The goal of this study was to investigate the association of tracheostomy timing with outcomes after aneurysmal subarachnoid hemorrhage (SAH) in a national population.

Methods

Poor-grade aneurysmal SAH patients were extracted from the Nationwide Inpatient Sample (2002–2011). Multivariable linear regression was used to analyze predictors of tracheostomy timing and multivariable logistic regression was used to evaluate the association of timing of intervention with mortality, complications, and discharge to institutional care. Covariates included patient demographics, comorbidities, severity of subarachnoid hemorrhage (measured using the NIS-SAH severity scale), hospital characteristics, and other complications and length of stay.

Results

The median time to tracheostomy among 1380 poor-grade SAH admissions was 11 (interquartile range: 7–15) days after intubation. The mean number of days from intubation to tracheostomy in SAH patients at the hospital (p < 0.001) was the strongest predictor of tracheostomy timing for a patient, while comorbidities and SAH severity were not significant predictors. Mortality, neurologic complications, and discharge disposition did not differ significantly by tracheostomy time. However, later tracheostomy (when evaluated continuously) was associated with greater odds of pulmonary complications (p = 0.004), venous thromboembolism (p = 0.04), and pneumonia (p = 0.02), as well as a longer hospitalization (p < 0.001).
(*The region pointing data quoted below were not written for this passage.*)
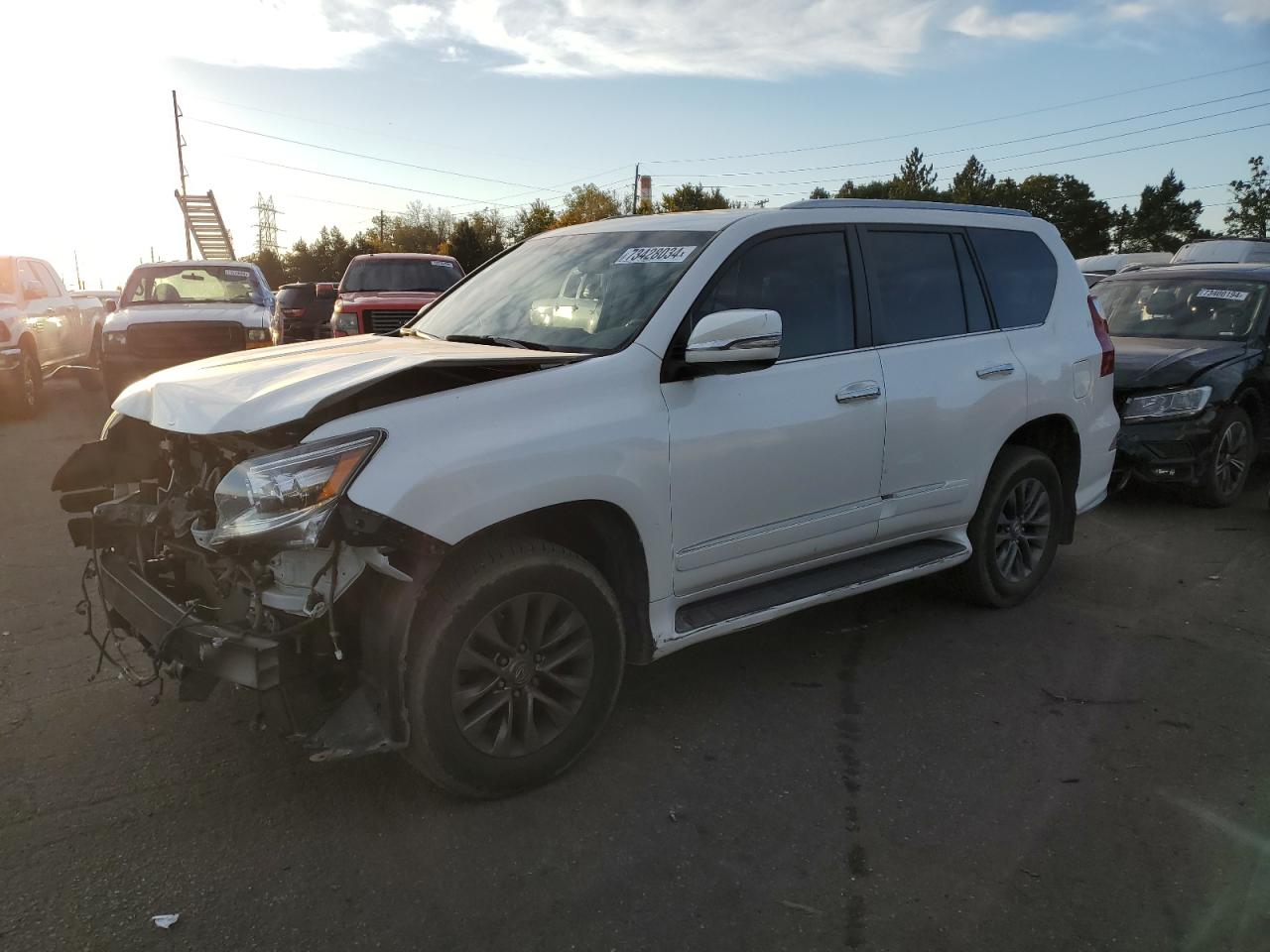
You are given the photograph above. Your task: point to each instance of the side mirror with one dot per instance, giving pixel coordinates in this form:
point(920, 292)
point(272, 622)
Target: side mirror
point(744, 335)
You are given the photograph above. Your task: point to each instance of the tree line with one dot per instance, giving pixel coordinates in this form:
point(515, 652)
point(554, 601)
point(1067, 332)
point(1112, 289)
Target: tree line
point(1162, 221)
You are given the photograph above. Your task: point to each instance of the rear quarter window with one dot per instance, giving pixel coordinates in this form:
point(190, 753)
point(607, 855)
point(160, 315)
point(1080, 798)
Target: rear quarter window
point(1021, 275)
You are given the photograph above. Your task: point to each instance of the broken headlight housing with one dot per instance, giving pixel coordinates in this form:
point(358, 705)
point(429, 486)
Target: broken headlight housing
point(1165, 407)
point(286, 498)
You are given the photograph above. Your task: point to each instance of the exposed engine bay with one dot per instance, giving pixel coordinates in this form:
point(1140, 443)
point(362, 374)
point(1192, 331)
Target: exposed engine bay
point(236, 557)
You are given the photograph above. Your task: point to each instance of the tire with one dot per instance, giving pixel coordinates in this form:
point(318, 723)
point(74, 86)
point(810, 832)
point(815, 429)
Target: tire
point(90, 379)
point(1225, 474)
point(1023, 500)
point(476, 636)
point(28, 391)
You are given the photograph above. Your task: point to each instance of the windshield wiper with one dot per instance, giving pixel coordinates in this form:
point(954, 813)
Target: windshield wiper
point(495, 341)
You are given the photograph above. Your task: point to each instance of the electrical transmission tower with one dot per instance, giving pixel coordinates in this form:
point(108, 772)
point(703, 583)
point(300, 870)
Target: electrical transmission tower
point(266, 223)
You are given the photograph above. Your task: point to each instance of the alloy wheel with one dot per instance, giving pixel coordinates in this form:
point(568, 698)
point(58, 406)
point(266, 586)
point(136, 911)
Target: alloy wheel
point(1023, 530)
point(1230, 463)
point(522, 674)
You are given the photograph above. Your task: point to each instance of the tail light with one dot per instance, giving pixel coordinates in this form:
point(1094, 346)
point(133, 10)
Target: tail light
point(1103, 334)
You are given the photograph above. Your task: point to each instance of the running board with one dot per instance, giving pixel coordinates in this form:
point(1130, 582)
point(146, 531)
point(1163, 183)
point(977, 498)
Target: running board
point(760, 603)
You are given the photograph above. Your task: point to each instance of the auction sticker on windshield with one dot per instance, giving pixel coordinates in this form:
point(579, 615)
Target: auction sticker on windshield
point(661, 254)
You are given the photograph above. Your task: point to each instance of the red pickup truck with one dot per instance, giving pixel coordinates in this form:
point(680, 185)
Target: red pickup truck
point(379, 294)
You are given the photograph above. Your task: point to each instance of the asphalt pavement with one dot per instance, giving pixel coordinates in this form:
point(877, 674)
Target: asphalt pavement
point(1089, 771)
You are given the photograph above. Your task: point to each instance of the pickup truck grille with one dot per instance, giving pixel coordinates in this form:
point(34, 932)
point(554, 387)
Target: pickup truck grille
point(386, 321)
point(185, 340)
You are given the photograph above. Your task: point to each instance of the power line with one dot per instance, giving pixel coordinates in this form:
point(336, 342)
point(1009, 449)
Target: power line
point(371, 158)
point(1038, 151)
point(368, 181)
point(1025, 139)
point(964, 125)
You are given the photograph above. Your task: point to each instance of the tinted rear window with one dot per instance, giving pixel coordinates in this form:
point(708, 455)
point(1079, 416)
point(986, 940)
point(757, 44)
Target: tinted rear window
point(1021, 275)
point(295, 298)
point(399, 275)
point(919, 290)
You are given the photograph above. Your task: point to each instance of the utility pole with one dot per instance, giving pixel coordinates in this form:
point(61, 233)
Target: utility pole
point(181, 164)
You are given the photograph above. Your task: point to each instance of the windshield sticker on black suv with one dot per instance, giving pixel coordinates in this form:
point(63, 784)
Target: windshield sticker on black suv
point(656, 255)
point(1223, 294)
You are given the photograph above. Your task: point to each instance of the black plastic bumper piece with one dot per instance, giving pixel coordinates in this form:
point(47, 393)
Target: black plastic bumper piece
point(202, 647)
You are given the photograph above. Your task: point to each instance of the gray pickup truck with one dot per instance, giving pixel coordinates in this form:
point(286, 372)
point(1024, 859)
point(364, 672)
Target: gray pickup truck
point(44, 330)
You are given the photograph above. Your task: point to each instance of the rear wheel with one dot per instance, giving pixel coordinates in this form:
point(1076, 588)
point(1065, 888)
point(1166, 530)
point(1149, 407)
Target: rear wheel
point(517, 655)
point(27, 395)
point(1222, 481)
point(1014, 534)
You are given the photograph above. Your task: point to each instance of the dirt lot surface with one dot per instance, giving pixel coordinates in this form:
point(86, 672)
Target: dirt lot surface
point(1089, 771)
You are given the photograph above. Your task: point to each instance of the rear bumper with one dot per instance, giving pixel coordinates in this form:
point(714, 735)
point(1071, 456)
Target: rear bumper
point(1173, 451)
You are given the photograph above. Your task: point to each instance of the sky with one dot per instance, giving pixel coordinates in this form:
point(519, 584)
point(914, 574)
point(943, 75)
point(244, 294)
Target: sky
point(476, 103)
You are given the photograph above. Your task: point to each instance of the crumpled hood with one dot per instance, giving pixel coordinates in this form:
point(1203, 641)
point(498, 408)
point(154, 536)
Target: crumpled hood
point(253, 390)
point(1167, 362)
point(248, 315)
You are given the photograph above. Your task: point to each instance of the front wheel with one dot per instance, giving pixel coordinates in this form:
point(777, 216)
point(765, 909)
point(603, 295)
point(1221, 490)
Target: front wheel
point(517, 654)
point(1222, 481)
point(1014, 535)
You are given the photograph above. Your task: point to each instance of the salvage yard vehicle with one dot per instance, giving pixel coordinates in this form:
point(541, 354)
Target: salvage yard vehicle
point(1192, 381)
point(379, 294)
point(177, 311)
point(44, 331)
point(481, 518)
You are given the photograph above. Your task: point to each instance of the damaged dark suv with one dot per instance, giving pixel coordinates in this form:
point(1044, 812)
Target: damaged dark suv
point(1192, 381)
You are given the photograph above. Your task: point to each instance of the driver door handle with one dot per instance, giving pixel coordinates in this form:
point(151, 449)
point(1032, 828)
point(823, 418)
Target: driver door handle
point(1001, 370)
point(861, 390)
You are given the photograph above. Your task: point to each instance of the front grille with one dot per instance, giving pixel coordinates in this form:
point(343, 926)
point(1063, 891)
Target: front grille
point(185, 340)
point(386, 321)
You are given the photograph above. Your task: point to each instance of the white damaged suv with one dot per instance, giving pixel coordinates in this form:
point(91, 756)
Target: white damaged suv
point(468, 529)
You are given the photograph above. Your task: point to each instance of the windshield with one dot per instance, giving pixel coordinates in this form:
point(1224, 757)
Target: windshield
point(399, 275)
point(198, 284)
point(1199, 308)
point(571, 293)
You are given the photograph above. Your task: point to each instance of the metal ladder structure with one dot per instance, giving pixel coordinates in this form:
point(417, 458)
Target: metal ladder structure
point(203, 221)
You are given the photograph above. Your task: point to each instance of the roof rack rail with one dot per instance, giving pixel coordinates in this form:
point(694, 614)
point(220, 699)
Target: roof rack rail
point(902, 204)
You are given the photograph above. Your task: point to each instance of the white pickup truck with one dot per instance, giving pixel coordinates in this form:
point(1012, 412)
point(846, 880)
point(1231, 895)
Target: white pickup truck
point(44, 330)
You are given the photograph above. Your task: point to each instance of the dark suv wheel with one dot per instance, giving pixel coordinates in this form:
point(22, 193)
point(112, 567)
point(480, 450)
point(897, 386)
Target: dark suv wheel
point(1014, 534)
point(517, 655)
point(1234, 445)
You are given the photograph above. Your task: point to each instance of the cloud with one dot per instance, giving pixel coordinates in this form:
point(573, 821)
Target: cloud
point(980, 23)
point(735, 39)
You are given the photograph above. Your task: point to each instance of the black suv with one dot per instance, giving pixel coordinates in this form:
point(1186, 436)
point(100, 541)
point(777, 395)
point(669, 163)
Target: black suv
point(305, 308)
point(1192, 381)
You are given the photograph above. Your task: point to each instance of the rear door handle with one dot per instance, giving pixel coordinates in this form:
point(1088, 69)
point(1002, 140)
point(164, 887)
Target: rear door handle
point(1001, 370)
point(861, 390)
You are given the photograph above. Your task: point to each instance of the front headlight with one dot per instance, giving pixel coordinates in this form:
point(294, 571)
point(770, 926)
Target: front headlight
point(1169, 405)
point(289, 495)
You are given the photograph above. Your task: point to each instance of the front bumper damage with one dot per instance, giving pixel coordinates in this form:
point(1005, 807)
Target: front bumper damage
point(1170, 451)
point(327, 625)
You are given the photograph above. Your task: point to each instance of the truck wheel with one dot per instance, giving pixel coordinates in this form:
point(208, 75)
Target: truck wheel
point(90, 377)
point(1014, 534)
point(28, 394)
point(517, 654)
point(1222, 481)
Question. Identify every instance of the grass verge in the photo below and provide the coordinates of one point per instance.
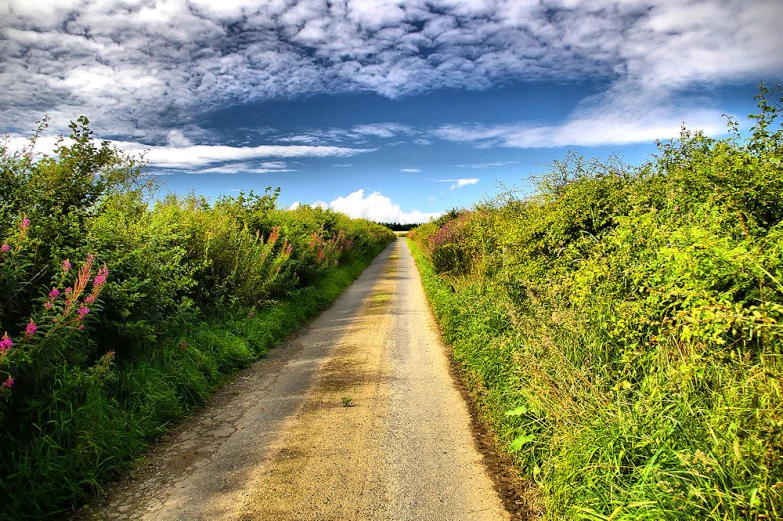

Subgroup analysis only found these associations between tracheostomy timing and medical complications in patients with moderately poor grade (NIS-SAH severity scale 7–9), while there were no significant differences by timing of intervention in very poor-grade patients (NIS-SAH severity scale > 9).

Conclusions

In this analysis of a large, national data set, variation in hospital practices was the strongest predictor of tracheostomy timing for an individual. In patients with moderately poor grade, later tracheostomy was independently associated with pulmonary complications, venous thromboembolism, pneumonia, and a longer hospitalization, but not with mortality, neurological complications, or discharge disposition. However, tracheostomy timing was not significantly associated with outcomes in very poor-grade patients.